Thryptomene johnsonii
- Conservation status: Priority Two — Poorly Known Taxa (DEC)

Scientific classification
- Kingdom: Plantae
- Clade: Tracheophytes
- Clade: Angiosperms
- Clade: Eudicots
- Clade: Rosids
- Order: Myrtales
- Family: Myrtaceae
- Genus: Thryptomene
- Species: T. johnsonii
- Binomial name: Thryptomene johnsonii F.Muell.

= Thryptomene johnsonii =

- Genus: Thryptomene
- Species: johnsonii
- Authority: F.Muell.
- Conservation status: P2

Species of shrub

Thryptomene johnsonii is a species of flowering plant in the family Myrtaceae and is endemic to a restricted area of Western Australia. It is a bushy shrub with rigid branches, egg-shaped leaves with the narrower end towards the base and pink flowers with five petals and usually eight stamens.

==Description==
Thryptomene johnsonii is a bushy shrub that typically grows to a height of up to 2 m and has rigid branches. Its leaves are mostly egg-shaped with the narrower end towards the base, 1.7–3.4 mm long and about 1.5 mm wide on a petiole 0.4–0.5 mm long. The flowers are usually arranged singly in leaf axils in pairs of up to four near the ends of branchlets, each flower on a peduncle 0.4–0.7 mm long with egg-shaped bracteoles 1.5–2 mm long. The flowers are 6–7 mm in diameter with five broadly egg-shaped sepals and five more or less round, pink petals about 2.5 mm long. There are usually eight, irregularly arranged stamens. Flowering has been observed in October.

==Taxonomy==
Thryptomene johnsonii was first formally described in 1864 by Ferdinand von Mueller in Fragmenta phytographiae Australiae from specimens collected near the Murchison River. The specific epithet (johnsonii) honours William Johnson (1825–1887) who studied the medicinal properties of the Myrtaceae.

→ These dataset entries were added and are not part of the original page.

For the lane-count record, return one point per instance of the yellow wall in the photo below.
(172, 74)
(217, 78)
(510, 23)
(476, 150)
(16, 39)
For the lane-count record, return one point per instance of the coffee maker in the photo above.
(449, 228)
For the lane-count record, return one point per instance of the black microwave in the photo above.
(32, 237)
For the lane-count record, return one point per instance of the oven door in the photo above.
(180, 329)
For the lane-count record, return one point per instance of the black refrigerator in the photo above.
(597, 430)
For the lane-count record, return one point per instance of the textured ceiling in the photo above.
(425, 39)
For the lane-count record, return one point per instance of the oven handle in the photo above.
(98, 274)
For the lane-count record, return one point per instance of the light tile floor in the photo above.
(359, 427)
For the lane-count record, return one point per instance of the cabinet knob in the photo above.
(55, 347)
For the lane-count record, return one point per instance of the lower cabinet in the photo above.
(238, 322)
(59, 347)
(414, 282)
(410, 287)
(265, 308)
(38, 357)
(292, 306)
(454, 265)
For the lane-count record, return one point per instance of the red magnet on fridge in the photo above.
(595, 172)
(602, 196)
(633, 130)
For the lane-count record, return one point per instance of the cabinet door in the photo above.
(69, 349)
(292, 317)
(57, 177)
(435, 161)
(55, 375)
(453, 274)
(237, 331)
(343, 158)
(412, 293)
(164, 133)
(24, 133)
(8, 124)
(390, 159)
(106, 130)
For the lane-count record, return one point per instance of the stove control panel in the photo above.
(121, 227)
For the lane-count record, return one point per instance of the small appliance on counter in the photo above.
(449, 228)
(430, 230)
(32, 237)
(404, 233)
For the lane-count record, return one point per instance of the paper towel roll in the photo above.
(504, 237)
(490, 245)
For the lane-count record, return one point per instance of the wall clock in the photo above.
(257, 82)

==Distribution and habitat==
This thryptomene grows in sand on a sandplain slope in the Kalbarri National Park.

==Conservation status==
Thryptomene johnsonii is classified as "Priority Two" by the Western Australian Government Department of Parks and Wildlife meaning that it is poorly known and from only one or a few locations.